Chief’s Corner: Red flag warnings, what they mean

Sean Bailey

As I sit writing this article, I am watching the wind relentlessly attack the trees outside my office. Besides being an annoyance to our outdoor activities, the above-average winds we have had this winter add to the potential for an extreme fire season by drying out the vegetation in the Tahoe Basin.

Sean Bailey

With the potential for another significant fire season looming, I’d like to bring attention to the weather warnings that typically precede some of California’s largest catastrophic wildfires.
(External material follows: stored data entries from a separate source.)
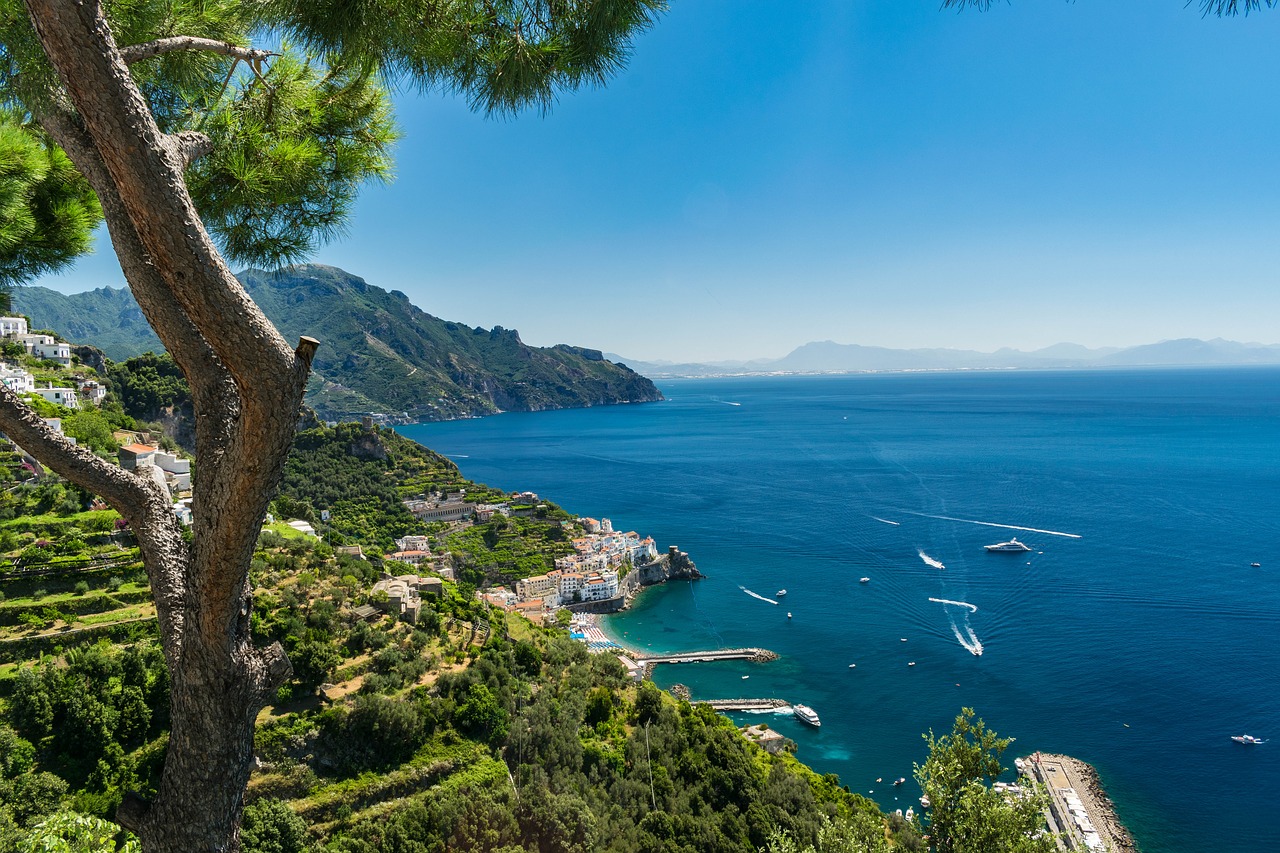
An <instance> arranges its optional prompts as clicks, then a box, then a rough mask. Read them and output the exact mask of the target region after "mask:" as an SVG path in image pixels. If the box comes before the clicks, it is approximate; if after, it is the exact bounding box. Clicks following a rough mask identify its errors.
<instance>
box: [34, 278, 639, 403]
mask: <svg viewBox="0 0 1280 853" xmlns="http://www.w3.org/2000/svg"><path fill="white" fill-rule="evenodd" d="M238 278H239V279H241V282H243V283H244V288H246V289H247V291H248V292H250V295H251V296H252V297H253V300H255V301H256V302H257V304H259V306H261V309H262V311H264V313H265V314H266V315H268V316H269V318H270V319H271V321H274V323H275V324H276V327H279V329H280V332H282V333H283V334H284V337H285V338H287V339H289V341H296V339H297V338H298V337H300V336H303V334H306V336H311V337H314V338H319V339H320V345H321V346H320V351H319V352H317V353H316V357H315V361H314V364H312V370H314V377H312V382H311V387H310V389H308V392H307V405H310V406H311V407H312V409H315V410H316V412H317V414H319V415H320V416H321V418H324V419H328V420H342V419H346V418H351V416H356V415H362V414H369V412H378V414H383V415H389V416H392V418H393V419H397V420H408V421H417V420H445V419H452V418H468V416H474V415H488V414H493V412H497V411H539V410H544V409H571V407H581V406H600V405H607V403H618V402H646V401H653V400H662V393H660V392H659V391H658V389H657V388H655V387H654V384H653V383H652V382H650V380H649V379H646V378H645V377H641V375H639V374H636V373H635V371H632V370H630V369H627V368H626V366H621V365H617V364H612V362H611V361H608V360H605V359H604V357H603V355H602V353H600V352H599V351H598V350H586V348H582V347H575V346H568V345H557V346H554V347H530V346H526V345H525V343H524V342H522V341H521V339H520V334H518V333H517V332H516V330H515V329H503V328H502V327H495V328H493V329H481V328H472V327H468V325H465V324H461V323H451V321H448V320H442V319H439V318H435V316H431V315H430V314H426V313H424V311H422V310H420V309H419V307H416V306H415V305H412V304H411V302H410V301H408V297H407V296H404V295H403V293H401V292H398V291H392V292H388V291H384V289H381V288H379V287H374V286H372V284H369V283H366V282H365V280H364V279H361V278H358V277H356V275H352V274H349V273H346V272H343V270H340V269H337V268H333V266H321V265H315V264H307V265H300V266H291V268H288V269H285V270H282V272H279V273H265V272H261V270H246V272H243V273H239V275H238ZM13 307H14V310H15V311H18V313H20V314H26V315H27V316H29V318H31V321H32V328H47V329H55V330H58V333H60V334H61V336H64V337H65V338H67V339H68V341H70V342H72V343H86V345H91V346H95V347H97V348H99V350H101V351H102V352H105V353H106V355H108V357H110V359H114V360H116V361H119V360H123V359H128V357H131V356H134V355H140V353H142V352H146V351H147V350H151V351H155V352H160V351H161V347H160V341H159V339H157V338H156V337H155V333H154V332H152V330H151V327H150V325H148V324H147V321H146V319H145V318H143V316H142V311H141V310H140V309H138V305H137V302H134V301H133V295H132V293H131V292H129V291H128V289H124V288H122V289H113V288H108V287H104V288H99V289H96V291H88V292H84V293H76V295H70V296H68V295H64V293H59V292H56V291H51V289H47V288H44V287H19V288H15V289H14V293H13Z"/></svg>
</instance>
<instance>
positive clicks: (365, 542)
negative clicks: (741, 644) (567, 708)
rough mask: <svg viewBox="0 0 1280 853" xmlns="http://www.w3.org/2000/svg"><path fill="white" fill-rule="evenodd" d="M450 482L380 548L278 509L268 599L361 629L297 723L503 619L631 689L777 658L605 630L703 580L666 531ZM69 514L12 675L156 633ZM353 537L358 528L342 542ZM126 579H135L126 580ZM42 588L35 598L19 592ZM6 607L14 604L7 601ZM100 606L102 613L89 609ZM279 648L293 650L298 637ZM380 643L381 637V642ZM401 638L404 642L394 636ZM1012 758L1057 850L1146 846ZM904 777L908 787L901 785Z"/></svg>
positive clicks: (403, 669)
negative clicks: (590, 657)
mask: <svg viewBox="0 0 1280 853" xmlns="http://www.w3.org/2000/svg"><path fill="white" fill-rule="evenodd" d="M27 327H28V324H27V320H26V318H20V316H8V318H0V345H3V346H4V347H5V350H4V351H5V355H6V356H8V360H5V361H4V362H0V380H3V382H4V384H5V386H6V387H9V388H10V389H12V391H14V392H15V393H18V394H20V396H24V397H26V398H27V400H29V401H31V403H32V405H36V406H44V410H42V411H41V415H42V418H44V420H45V423H46V424H47V425H49V427H50V428H51V429H54V430H55V432H59V433H63V434H64V435H65V437H67V438H68V439H69V441H72V442H78V441H81V439H79V438H77V435H79V437H83V439H84V441H86V442H90V443H91V444H92V446H93V450H95V451H96V452H102V451H104V448H105V447H111V448H114V457H115V461H116V464H118V465H119V466H120V467H122V469H124V470H128V471H133V473H136V474H140V475H142V476H146V478H150V479H152V480H154V482H155V484H156V485H157V487H159V488H161V489H163V491H164V493H166V494H168V496H169V497H170V500H172V506H173V512H174V515H175V516H177V519H178V520H179V521H180V523H182V524H184V525H191V523H192V508H191V502H192V476H193V474H195V471H193V470H192V460H191V459H189V456H188V455H187V453H186V452H183V450H182V448H180V447H179V446H177V444H175V443H174V442H173V441H172V438H169V437H168V435H166V434H165V432H164V430H163V429H156V428H155V427H154V425H146V424H134V425H133V427H131V428H116V429H111V430H110V432H109V433H108V434H105V435H102V434H90V433H86V424H87V423H92V424H96V425H100V420H102V419H96V418H95V412H97V411H99V410H101V409H102V407H104V405H105V403H106V401H108V396H109V383H106V382H104V379H102V377H100V375H99V373H97V371H95V370H91V369H84V366H83V365H82V364H81V361H79V359H78V357H77V355H76V352H74V351H73V347H72V346H70V345H68V343H67V342H64V341H61V339H60V338H58V337H56V336H55V334H50V333H47V332H36V333H32V332H29V329H28V328H27ZM113 423H114V421H113ZM122 423H132V421H122ZM64 425H65V427H67V429H65V430H64ZM339 428H340V429H339ZM325 429H326V430H334V434H333V438H332V439H326V441H334V442H347V444H346V452H347V453H348V455H349V456H353V457H360V459H365V460H366V461H367V460H370V459H372V460H376V459H380V457H385V453H387V451H385V447H384V446H385V444H387V442H389V441H392V435H393V434H392V433H390V432H389V430H385V429H384V428H380V427H378V425H376V423H375V420H374V419H372V418H365V419H364V421H362V423H361V424H346V425H338V424H329V425H328V427H326V428H325ZM99 433H101V430H100V429H99ZM401 441H403V439H401ZM8 452H9V453H12V456H13V459H14V467H13V471H14V473H15V476H14V480H15V482H17V483H18V484H19V485H18V487H15V488H27V489H41V488H47V484H49V483H50V482H51V480H50V478H49V476H47V473H46V471H45V470H44V469H42V467H41V465H40V462H38V461H36V459H35V457H32V456H31V455H29V453H27V452H26V451H24V450H23V448H22V447H19V446H18V444H14V443H12V442H10V447H9V451H8ZM380 455H381V456H380ZM448 476H449V479H452V480H453V483H452V484H449V485H443V484H442V485H435V487H430V488H422V489H421V491H419V492H416V493H411V494H410V496H407V497H401V498H399V500H398V506H399V507H402V512H403V515H404V517H406V519H407V520H411V521H412V523H411V525H410V526H411V529H412V532H408V533H402V534H401V535H396V537H393V538H392V539H389V543H390V544H393V547H376V546H372V544H370V540H367V539H366V540H365V542H364V543H361V542H360V540H358V539H360V538H358V537H352V535H349V532H351V529H352V528H351V524H349V521H348V523H346V524H344V523H343V519H342V517H339V516H340V514H342V512H344V511H347V510H339V508H334V510H329V508H323V510H319V511H315V512H301V514H300V515H293V514H292V511H293V510H301V508H306V505H303V503H302V502H300V501H297V500H292V501H284V502H282V503H280V505H279V507H280V517H276V516H275V515H273V514H269V515H268V517H266V523H265V525H264V529H262V540H261V543H260V548H261V556H260V558H259V560H260V562H261V571H264V573H265V574H262V575H261V578H262V580H264V583H274V584H276V588H275V589H266V590H264V597H262V599H264V602H269V603H270V605H271V606H279V605H282V603H283V605H285V606H287V607H294V608H298V607H302V606H310V607H311V608H312V610H314V608H320V611H323V610H324V607H325V603H324V601H323V599H321V598H320V597H319V596H317V592H316V590H317V589H328V590H329V593H330V598H329V599H328V601H330V602H334V608H333V612H334V613H342V615H343V617H344V619H348V620H349V622H348V625H349V628H348V630H349V635H348V639H347V640H346V642H347V644H348V647H352V648H355V649H356V652H357V653H356V654H355V656H349V657H344V656H346V654H349V652H344V653H343V656H338V654H329V653H323V652H320V651H316V649H315V648H314V647H312V648H311V651H308V652H307V653H310V654H319V656H320V658H321V663H320V665H319V669H316V665H312V663H308V662H306V658H300V663H298V665H297V666H300V667H301V669H302V671H303V672H307V671H308V667H310V669H311V670H314V671H312V672H311V674H308V675H305V676H303V679H302V680H300V681H298V683H297V684H296V685H293V686H291V688H289V690H285V692H283V693H282V695H280V697H279V699H278V704H279V708H280V711H279V712H280V717H279V719H282V720H284V719H288V717H287V716H285V715H287V713H288V708H289V701H291V698H292V690H300V692H302V694H303V695H305V694H306V690H307V689H314V690H316V695H317V697H320V698H321V699H323V701H324V702H325V703H329V704H330V706H334V707H337V706H339V704H340V703H343V702H344V699H347V698H348V697H358V695H380V694H381V693H384V692H392V693H393V686H394V685H401V686H402V688H406V686H407V688H410V689H415V685H419V686H422V688H425V686H426V685H430V684H431V680H430V678H431V676H430V675H429V674H426V672H424V671H422V669H424V665H422V663H410V662H407V661H404V660H403V654H404V652H401V651H397V652H396V654H394V656H390V654H387V653H384V652H380V651H378V644H379V643H388V642H392V643H402V642H403V643H404V644H403V646H399V644H393V646H390V647H389V648H392V649H399V648H404V649H408V648H412V647H413V644H424V643H428V642H429V640H428V637H429V635H431V634H439V635H442V637H444V638H445V639H444V642H443V644H442V646H440V647H439V651H438V653H439V654H445V656H447V658H445V660H447V661H449V662H452V663H451V666H453V667H458V666H461V665H463V663H465V662H467V661H474V660H475V658H476V656H477V654H479V652H480V649H481V648H484V647H485V644H486V643H488V642H489V639H490V637H492V635H493V631H494V625H495V624H504V625H506V628H503V629H502V630H503V633H506V634H508V635H512V628H511V625H512V620H515V619H524V620H527V622H530V624H532V625H538V626H540V628H541V629H544V630H550V631H553V633H559V634H561V635H564V634H567V637H568V638H570V639H571V640H575V642H577V643H581V644H582V646H584V647H585V649H586V653H589V654H591V656H596V657H599V658H608V660H611V661H616V663H608V666H614V667H621V670H620V672H622V674H625V676H626V681H628V683H630V684H631V685H632V686H634V688H635V689H639V688H640V686H641V685H645V684H648V683H649V676H652V674H653V671H654V669H655V667H657V666H662V665H681V663H714V662H718V661H732V660H737V661H753V662H768V661H772V660H776V658H777V654H776V653H774V652H771V651H768V649H764V648H717V649H703V651H684V652H667V653H652V652H643V651H639V649H628V648H625V647H623V646H620V644H618V643H617V642H616V640H614V639H612V638H611V637H609V635H608V634H607V633H605V631H604V630H603V628H602V622H600V619H602V616H605V615H608V613H613V612H617V611H620V610H623V608H625V607H627V605H628V603H630V602H631V599H632V598H634V597H635V596H636V594H637V593H639V592H640V590H641V589H644V588H645V587H649V585H653V584H660V583H664V581H668V580H673V579H689V580H695V579H700V578H701V576H703V575H701V573H699V570H698V567H696V566H695V565H694V562H692V560H690V557H689V555H687V553H685V552H682V551H681V549H680V548H678V547H677V546H669V547H668V548H667V549H666V551H664V552H663V551H660V549H659V547H658V544H657V542H655V540H654V538H653V537H652V535H641V534H640V533H637V532H635V530H618V529H614V525H613V521H612V520H611V519H608V517H600V519H594V517H582V516H573V515H570V514H566V512H563V511H562V510H559V508H558V507H556V506H554V505H553V503H550V502H549V501H545V500H543V498H541V497H540V496H539V494H536V493H534V492H529V491H517V492H509V493H504V492H498V491H495V489H492V488H488V487H477V485H476V484H471V483H466V482H465V480H461V478H460V476H458V475H457V474H456V473H452V474H449V475H448ZM79 508H83V512H81V514H78V515H77V514H76V512H74V511H73V510H79ZM67 511H68V512H70V515H72V517H74V519H76V520H77V521H79V523H81V524H79V526H76V525H70V526H68V525H63V526H61V528H58V529H69V530H72V532H77V530H78V532H79V533H78V534H76V535H73V537H72V540H73V542H78V544H77V546H76V547H78V548H81V552H77V553H72V552H70V551H68V548H67V547H60V544H59V542H56V540H55V538H52V537H44V535H41V534H38V533H37V534H35V535H28V534H26V533H24V534H23V535H22V538H14V537H13V535H12V534H5V535H10V539H9V543H10V546H12V544H15V543H17V544H18V546H19V548H18V549H15V551H13V552H12V553H13V556H12V560H10V564H12V567H10V569H9V570H8V571H0V580H5V581H9V583H13V581H17V585H15V587H13V589H14V590H15V593H18V594H17V596H15V597H14V598H13V599H12V601H10V602H8V603H6V605H5V607H6V608H8V610H5V611H4V612H9V611H12V612H13V615H15V617H17V619H18V625H13V626H9V628H5V626H4V625H0V633H3V634H4V635H3V637H0V654H3V656H4V657H3V660H0V665H6V663H8V662H9V661H10V660H13V661H17V662H20V661H22V660H23V657H22V656H23V654H27V653H29V652H31V651H32V649H35V651H36V652H37V653H40V654H47V653H49V652H51V651H52V649H55V648H56V649H63V648H64V646H63V644H65V643H74V642H81V638H83V642H93V640H97V639H100V638H101V639H102V640H106V639H111V640H124V639H129V638H136V637H140V635H141V634H138V631H140V630H141V629H146V628H147V626H148V625H154V622H155V611H154V607H148V605H147V603H146V602H147V597H148V596H150V590H148V588H147V584H146V581H145V578H143V576H142V575H141V573H140V571H138V569H137V564H136V553H137V552H136V549H133V551H131V549H129V547H128V539H129V532H128V530H127V529H124V528H123V526H122V525H120V523H119V520H116V521H115V524H110V516H113V515H114V514H111V512H110V511H109V510H108V506H106V505H105V503H104V502H102V501H101V500H99V498H92V500H91V501H88V503H87V506H86V507H68V510H67ZM332 514H337V515H332ZM91 524H92V525H93V526H92V528H91V526H90V525H91ZM521 525H535V526H536V528H538V530H540V532H541V533H540V535H544V537H545V538H547V542H548V543H552V544H550V546H548V547H549V549H547V551H543V552H538V555H536V556H531V557H530V561H527V562H525V564H522V565H525V566H539V567H541V569H543V570H541V571H536V573H531V571H527V570H521V571H517V573H516V576H504V575H503V574H502V573H500V571H498V573H497V574H493V573H492V571H489V573H480V574H479V575H477V574H476V573H477V570H476V566H475V564H474V556H475V555H474V549H475V548H477V547H479V548H486V547H492V546H497V544H498V543H500V542H503V540H508V542H509V540H511V539H512V538H513V539H521V538H522V537H524V535H525V533H524V530H525V528H522V526H521ZM374 526H376V524H375V525H374ZM15 529H22V528H20V525H19V526H18V528H15ZM50 529H54V528H50ZM343 529H346V530H347V532H348V533H347V534H343V533H342V530H343ZM530 529H531V528H530ZM91 530H92V533H91ZM370 533H371V530H370ZM77 535H78V537H83V540H81V539H79V538H76V537H77ZM87 543H88V544H87ZM93 543H100V544H93ZM477 543H484V544H477ZM468 549H470V551H468ZM321 553H332V555H333V556H332V560H333V561H337V566H338V567H332V569H325V567H324V566H325V564H324V562H323V561H319V562H316V561H315V557H316V555H321ZM131 555H132V556H131ZM303 555H311V556H308V557H306V560H308V561H311V562H307V564H306V565H308V566H312V569H308V570H301V571H300V570H298V565H300V564H298V561H300V558H302V556H303ZM131 566H132V569H131ZM325 571H329V573H330V574H333V575H340V579H339V580H337V583H330V584H329V585H328V587H325V585H323V584H321V585H319V587H317V584H319V575H323V574H324V573H325ZM102 573H106V574H108V575H109V576H108V579H106V580H105V581H104V588H102V594H101V596H100V597H99V593H97V590H96V589H95V587H93V584H97V583H99V580H92V579H95V578H97V576H99V575H100V574H102ZM111 574H119V575H122V576H110V575H111ZM123 575H127V576H128V578H129V580H128V581H123ZM60 576H65V578H68V579H76V588H74V589H73V590H72V592H69V593H55V594H54V596H49V594H47V593H46V590H45V589H42V588H35V584H49V585H54V584H55V583H58V579H59V578H60ZM477 578H483V583H475V580H476V579H477ZM84 579H90V580H84ZM268 579H269V580H268ZM91 581H92V583H91ZM28 587H29V588H32V589H29V590H27V592H26V593H23V590H24V589H27V588H28ZM462 589H467V596H468V599H467V601H458V598H457V596H458V593H460V590H462ZM23 596H26V597H23ZM84 596H88V597H90V598H95V597H97V598H95V602H93V603H91V605H86V603H81V602H79V601H77V599H78V598H83V597H84ZM28 599H29V601H28ZM0 602H4V599H3V598H0ZM108 602H110V603H108ZM291 602H292V603H291ZM307 602H310V605H307ZM111 607H118V610H115V611H113V610H110V608H111ZM0 610H4V608H0ZM96 610H101V611H102V612H101V613H99V612H93V611H96ZM451 610H452V613H453V615H449V616H448V617H447V619H443V620H442V613H447V612H451ZM115 613H119V619H118V620H115V621H113V620H111V619H109V617H111V616H113V615H115ZM497 613H502V615H503V616H504V617H506V620H503V619H499V617H498V615H497ZM5 619H8V616H6V617H5ZM255 619H261V620H262V624H264V631H266V630H269V629H268V628H266V625H268V620H269V619H274V617H270V616H269V615H268V611H265V610H264V612H262V613H255ZM91 620H92V621H91ZM0 621H3V620H0ZM287 624H288V622H287ZM285 630H291V631H293V633H294V634H297V633H298V631H300V630H301V629H300V628H298V626H297V624H293V628H288V629H285ZM283 637H285V638H287V639H288V637H292V635H283ZM355 637H366V638H370V640H369V642H370V643H372V644H371V646H369V647H362V643H365V642H366V640H353V639H351V638H355ZM379 637H380V638H381V639H376V640H374V639H372V638H379ZM394 637H399V638H402V639H401V640H389V639H388V638H394ZM293 642H294V643H296V646H294V651H296V653H298V654H301V649H303V648H306V643H305V642H298V640H293ZM55 644H56V646H55ZM41 660H42V658H41ZM50 660H51V658H50ZM10 689H12V688H10ZM672 694H673V695H676V697H677V698H678V699H682V701H685V702H689V703H690V704H692V706H705V707H707V708H710V712H713V713H717V715H733V713H760V712H767V713H787V715H791V716H794V717H795V720H797V721H799V722H800V724H804V725H805V726H809V727H813V729H817V727H819V726H820V725H822V724H820V720H819V716H818V711H815V710H814V708H810V707H808V706H805V704H803V703H800V702H796V701H794V699H788V698H776V697H764V698H759V697H737V698H735V697H721V698H709V699H708V698H699V699H696V701H695V699H694V698H692V697H691V695H690V694H689V689H687V688H684V686H681V685H675V686H673V688H672ZM264 719H265V720H269V721H270V720H274V719H276V717H275V716H274V713H268V716H266V717H264ZM735 727H736V729H737V731H739V733H740V735H741V738H742V740H745V742H749V743H751V744H755V745H758V747H759V748H760V749H763V751H764V752H765V753H767V754H771V756H781V754H786V753H788V752H794V751H796V749H797V748H803V745H804V744H803V740H804V738H803V735H797V738H799V739H800V742H801V743H800V744H797V743H796V739H794V738H790V736H786V735H783V734H782V733H781V731H778V729H777V727H774V726H769V725H767V724H755V725H744V726H735ZM801 730H803V729H801ZM271 754H273V756H275V758H274V762H275V765H280V766H283V765H282V761H288V760H289V758H287V756H285V754H284V753H279V754H276V753H271ZM275 765H273V762H265V763H264V765H262V768H264V771H265V772H268V774H270V772H275ZM1016 765H1018V771H1019V772H1020V774H1021V776H1023V777H1024V780H1027V783H1032V784H1033V785H1036V786H1037V789H1039V790H1043V792H1046V794H1044V797H1046V799H1044V803H1046V806H1044V824H1046V827H1047V829H1048V830H1051V831H1052V833H1055V838H1056V839H1057V844H1059V845H1060V848H1062V849H1080V850H1091V852H1093V850H1111V852H1112V853H1117V852H1120V850H1130V849H1134V847H1133V843H1132V840H1130V839H1129V836H1128V833H1125V830H1124V827H1123V826H1121V825H1120V822H1119V820H1117V818H1116V816H1115V812H1114V808H1112V807H1111V803H1110V800H1108V799H1107V798H1106V795H1105V793H1103V792H1102V789H1101V784H1100V781H1098V777H1097V774H1096V772H1094V771H1093V770H1092V767H1089V766H1088V765H1084V763H1083V762H1079V761H1076V760H1073V758H1069V757H1065V756H1048V754H1044V756H1041V754H1038V753H1037V754H1034V756H1032V757H1028V758H1020V760H1018V761H1016ZM904 781H905V779H899V780H897V781H896V783H895V785H900V784H902V783H904ZM995 790H996V792H997V793H1001V794H1004V795H1005V797H1007V798H1020V797H1025V795H1027V794H1028V792H1029V790H1030V788H1029V786H1028V785H1027V784H1023V785H1019V784H1006V783H995ZM920 804H922V808H923V809H925V811H924V812H923V813H928V809H929V807H931V803H929V802H928V798H927V797H925V798H922V803H920ZM891 818H895V820H897V821H900V822H904V821H905V822H904V824H901V826H915V825H916V824H914V821H918V817H916V813H915V811H914V809H906V812H905V813H904V812H902V811H901V809H897V811H896V812H895V813H893V815H892V816H891Z"/></svg>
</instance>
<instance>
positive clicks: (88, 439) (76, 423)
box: [63, 409, 120, 456]
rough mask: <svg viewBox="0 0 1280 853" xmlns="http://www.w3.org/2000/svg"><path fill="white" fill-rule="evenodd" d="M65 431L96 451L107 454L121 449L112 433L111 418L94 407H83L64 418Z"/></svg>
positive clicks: (63, 420)
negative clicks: (86, 408)
mask: <svg viewBox="0 0 1280 853" xmlns="http://www.w3.org/2000/svg"><path fill="white" fill-rule="evenodd" d="M63 432H64V433H67V434H68V435H70V437H72V438H74V439H76V441H77V442H79V443H81V444H84V446H86V447H88V448H90V450H92V451H93V452H95V453H101V455H104V456H106V455H110V453H115V452H116V451H118V450H120V444H119V442H116V441H115V438H113V435H111V432H113V429H111V423H110V420H108V418H106V416H105V415H104V414H102V412H100V411H96V410H93V409H82V410H78V411H76V412H74V414H70V415H68V416H67V418H64V419H63Z"/></svg>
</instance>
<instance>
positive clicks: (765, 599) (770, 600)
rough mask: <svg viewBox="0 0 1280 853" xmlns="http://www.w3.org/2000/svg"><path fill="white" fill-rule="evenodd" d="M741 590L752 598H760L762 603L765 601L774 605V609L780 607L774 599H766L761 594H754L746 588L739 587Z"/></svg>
mask: <svg viewBox="0 0 1280 853" xmlns="http://www.w3.org/2000/svg"><path fill="white" fill-rule="evenodd" d="M739 589H741V590H742V592H745V593H746V594H748V596H750V597H751V598H759V599H760V601H765V602H768V603H771V605H773V606H774V607H777V605H778V602H776V601H773V599H772V598H765V597H764V596H762V594H760V593H754V592H751V590H750V589H748V588H746V587H739Z"/></svg>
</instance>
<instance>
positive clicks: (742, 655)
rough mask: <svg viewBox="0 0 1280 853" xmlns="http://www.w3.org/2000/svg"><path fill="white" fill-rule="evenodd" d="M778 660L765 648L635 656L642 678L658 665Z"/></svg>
mask: <svg viewBox="0 0 1280 853" xmlns="http://www.w3.org/2000/svg"><path fill="white" fill-rule="evenodd" d="M776 660H778V654H777V652H771V651H769V649H767V648H721V649H714V651H710V652H677V653H676V654H637V656H636V657H635V661H636V663H639V665H640V666H641V667H644V678H649V676H650V675H653V667H655V666H657V665H658V663H710V662H713V661H754V662H756V663H764V662H767V661H776Z"/></svg>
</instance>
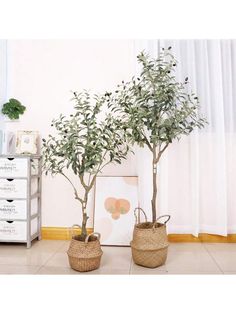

The United States National Weather Service issues “Red Flag Warnings” for certain areas of our country to inform firefighting and land management agencies that the predicted weather conditions are ideal for wildland fire ignition and propagation. The issuance of red flag warnings is based on low relative humidity, gusty winds, and low fuel moisture. The combination of these factors will lead to an elevated risk for explosive fire growth.

Starting with the 2021 high fire season, NWS weather forecast offices serving California will have the option to use the phrase “Particularly Dangerous Situation” within red flag warnings. The objective is to heighten public and fire agency awareness for fire weather situations considered exceptionally rare or impactful to the public and firefighting community.

A PDS red flag warning will only be used for higher-tier weather events. In order for it to occur, there must be a combination of exceptional winds, very low relative humidity, and unusually dry fuels.

Red flag warnings are most common throughout California and in the Tahoe Basin between May and October. History shows most severe wildfires in California have occurred during red flag warnings.

What does this mean to the residents and visitors to the Lake Tahoe area?

Here are a few simple examples of what not to do on a red flag warning day. Some local fire districts even have ordinances that make many of them illegal and subject to heavy penalties:

— Do not burn brush or trash.

— Do not mow or trim dry grass.

— Do not have solid fuel burning fires in your outdoor fire pits (portable or fixed).

— Do not use fireworks.

— Do not fire live ammunition.

— Do not park your vehicle on dry vegetation.

What should you do:

— Check with the local fire department on specific regulations regarding fire safety.

— Understand and follow your local ordinances.

— Use common sense to avoid situations that could lead to accidental wildfire ignition.

Most of the local fire agencies increase staffing and awareness during Red Flag Warnings. Local fire agencies respectfully ask that you do your part. When a Red Flag Warning is in effect, please increase your diligence in practicing the basic fire safety tips that were taught to us at an early age, as well as those mentioned in this article. Thanks for doing your part to help protect the Lake Tahoe region and its citizens and visitors.

Sean Bailey is the fire chief for the Northstar Fire Department.